The simple American Camera was placed on Tumamoc Hill to record changes in the landscape over a millennium.
The Millennium Camera sits on a stilt in Tumamoc Hill. Photo: Chris Richards/University Communications
Philosopher Jonathan Keats of the Arizona College of Fine Arts and a team at the Desert Laboratory are developing the "Millennium Camera" project to take the world's slowest photo, New Atlas reported on January 10. They placed the camera on top of Tumamoc Hill in Tucson, Arizona, to capture the surrounding landscape with a record-long exposure time of up to 1,000 years.
Designing a camera that will last 1,000 years is no easy task. According to Keats, simplicity is the key to longevity. The Millennium Camera is a classic pinhole camera design. It consists of a brass cylinder with a thin 24-karat gold plate at one end, with a small hole punched in it.
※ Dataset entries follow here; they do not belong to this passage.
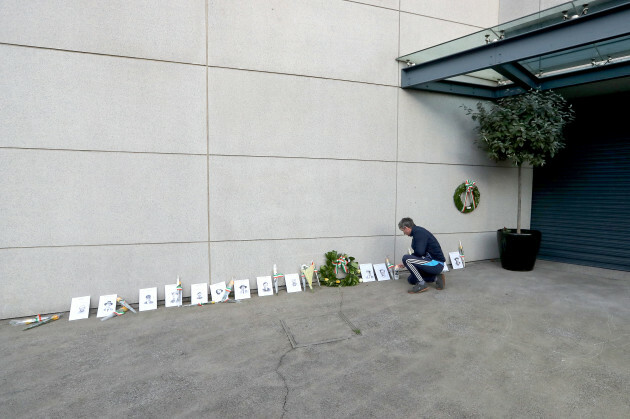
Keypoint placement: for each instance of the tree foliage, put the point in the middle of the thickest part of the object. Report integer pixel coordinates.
(522, 129)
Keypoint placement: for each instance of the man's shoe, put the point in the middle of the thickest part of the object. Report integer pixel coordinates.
(418, 288)
(440, 282)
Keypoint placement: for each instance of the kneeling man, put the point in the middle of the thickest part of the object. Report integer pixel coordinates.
(427, 261)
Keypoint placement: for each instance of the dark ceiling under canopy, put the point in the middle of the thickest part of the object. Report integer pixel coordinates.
(576, 44)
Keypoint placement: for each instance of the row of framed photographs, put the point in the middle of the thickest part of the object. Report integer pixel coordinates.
(148, 297)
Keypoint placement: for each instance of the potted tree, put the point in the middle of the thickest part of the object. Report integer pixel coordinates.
(523, 129)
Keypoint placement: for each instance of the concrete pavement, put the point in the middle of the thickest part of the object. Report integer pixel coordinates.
(554, 342)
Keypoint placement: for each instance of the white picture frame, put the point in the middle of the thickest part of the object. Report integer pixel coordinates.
(292, 281)
(456, 260)
(106, 305)
(367, 272)
(381, 271)
(217, 290)
(265, 285)
(199, 293)
(79, 308)
(241, 289)
(172, 297)
(147, 299)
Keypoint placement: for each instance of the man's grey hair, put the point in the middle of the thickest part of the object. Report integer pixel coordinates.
(406, 222)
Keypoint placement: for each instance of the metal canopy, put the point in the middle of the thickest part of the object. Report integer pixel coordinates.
(564, 46)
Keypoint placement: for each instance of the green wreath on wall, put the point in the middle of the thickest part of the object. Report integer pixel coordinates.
(471, 199)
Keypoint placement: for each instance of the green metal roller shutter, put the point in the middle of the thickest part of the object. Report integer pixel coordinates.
(581, 201)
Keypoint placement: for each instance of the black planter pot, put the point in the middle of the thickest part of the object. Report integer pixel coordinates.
(518, 251)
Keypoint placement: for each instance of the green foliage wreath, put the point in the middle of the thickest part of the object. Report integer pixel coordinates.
(457, 197)
(339, 263)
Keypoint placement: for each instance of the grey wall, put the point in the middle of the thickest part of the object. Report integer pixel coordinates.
(209, 139)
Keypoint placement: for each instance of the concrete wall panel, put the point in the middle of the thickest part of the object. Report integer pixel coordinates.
(249, 259)
(274, 198)
(483, 13)
(419, 32)
(389, 4)
(44, 280)
(157, 29)
(433, 128)
(265, 114)
(331, 39)
(425, 193)
(55, 198)
(54, 99)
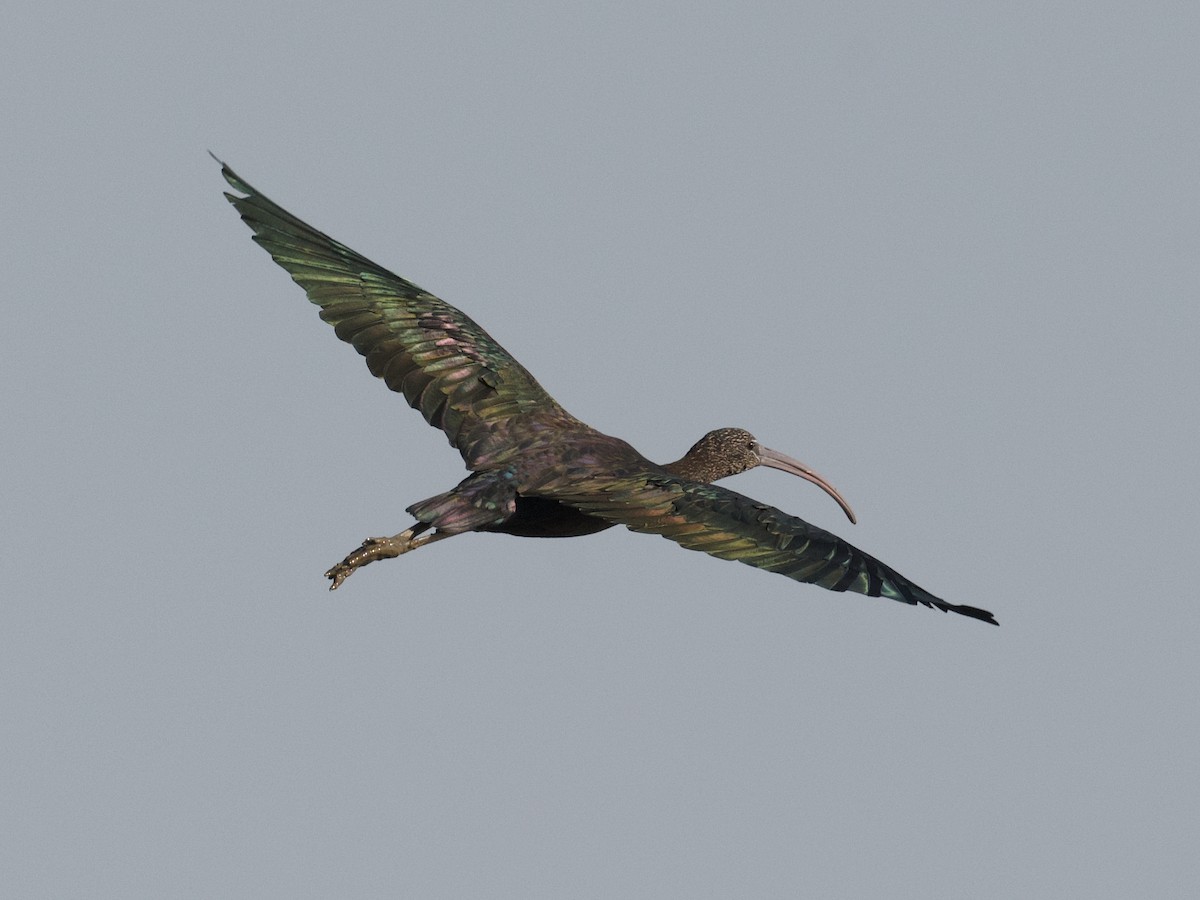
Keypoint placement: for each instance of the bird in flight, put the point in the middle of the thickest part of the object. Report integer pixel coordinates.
(535, 469)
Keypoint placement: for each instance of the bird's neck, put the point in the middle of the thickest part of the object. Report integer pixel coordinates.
(695, 468)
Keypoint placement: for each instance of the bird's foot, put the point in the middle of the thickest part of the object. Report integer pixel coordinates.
(372, 550)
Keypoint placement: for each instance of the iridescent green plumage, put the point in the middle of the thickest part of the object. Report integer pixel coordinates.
(537, 471)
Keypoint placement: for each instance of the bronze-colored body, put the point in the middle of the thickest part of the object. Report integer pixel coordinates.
(537, 471)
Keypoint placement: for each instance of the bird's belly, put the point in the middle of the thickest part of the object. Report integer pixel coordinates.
(540, 517)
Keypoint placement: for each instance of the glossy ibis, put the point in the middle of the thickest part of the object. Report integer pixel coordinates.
(537, 471)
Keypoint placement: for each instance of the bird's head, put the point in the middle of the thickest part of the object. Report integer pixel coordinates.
(729, 451)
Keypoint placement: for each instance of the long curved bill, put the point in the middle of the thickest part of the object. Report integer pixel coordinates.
(786, 463)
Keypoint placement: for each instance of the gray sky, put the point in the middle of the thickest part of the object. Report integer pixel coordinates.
(945, 253)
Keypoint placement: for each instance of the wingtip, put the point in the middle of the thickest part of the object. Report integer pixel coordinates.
(232, 178)
(973, 612)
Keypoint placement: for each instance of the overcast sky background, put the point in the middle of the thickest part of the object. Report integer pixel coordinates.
(946, 253)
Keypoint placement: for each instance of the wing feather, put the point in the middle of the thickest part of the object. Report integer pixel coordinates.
(729, 526)
(444, 364)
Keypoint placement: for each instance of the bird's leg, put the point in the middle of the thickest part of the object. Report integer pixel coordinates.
(375, 549)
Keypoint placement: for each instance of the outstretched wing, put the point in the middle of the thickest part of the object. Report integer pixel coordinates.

Light passes through the hole and hits a light-sensitive surface inside the camera, which is coated with thin layers of an oil-based pigment called rose madder.
The Millennium Camera is mounted on a steel pole, located near a bench along a walking path on Tumamoc Hill. Next to it is a sign explaining the project's purpose.
Over the course of 1,000 years, light reflected from the landscape will gradually impact the light-sensitive surface inside the camera. Controlled exposures will slowly fade the pigment at different rates. Darker areas, such as hills, will fade more slowly than brighter areas, such as the sky. When people in the future view the image, it will be a unique record of what has changed and what has stayed the same over this time period.
So what would the image look like? “Let’s say all the houses were demolished in 500 years. The mountains would be clear, crisp and rich, and the houses would be ghostly,” Keats says.
Keats plans to install more Millennium Cameras in the area, facing different directions. He also plans to install them in other places around the world, including Griffith Park in Los Angeles, USA, locations in China and the Austrian Alps.